So it finally arrived.
To be fair, I once envisaged fireworks and streamers that revelled in a background of festivity, and an overwhelming euphoria that was both foreign yet filling in the appropriate spaces left vacant by 17 years of continuous revision and never-ending exams. Of course, like everything else, if you over-hype a certain event, your expectations end up devaluing the actual experience and you are found wanting in the dark searching for a climax that will never come.
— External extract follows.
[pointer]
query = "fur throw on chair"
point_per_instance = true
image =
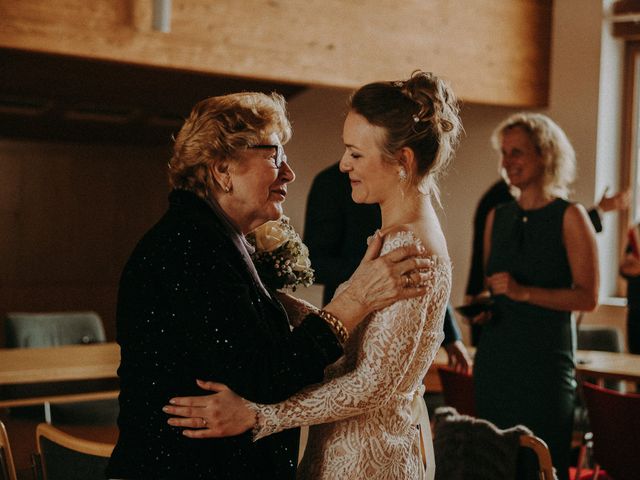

The last day of medical school finals was like any other day- the sun kept on shining and the sea rushed to shore. I marked down my last answer on the answer sheet unconvincingly(because I know at best it is a 50 percent guess) and realised that this could possibly be the last exam of med school! Now all there is left to do is wait for my finals results. Perhaps if I find out I do pass and as a result of that will graduate, the culmination of everything that has been and the much awaited sense of triumph will finally make its way to the surface and reveal its grandeur for all to witness. Fireworks of success, I humbly await thee.


In case you can't already guess, I really, really want to pass. PLEASE. If I do not make it, then I will aptly delete this post.

ANYWAY, in other news, damn sien.. no holidays at all! I have a weekend's break before having to start a one month's attachment. Just given one weekend after finals! Can you imagine that?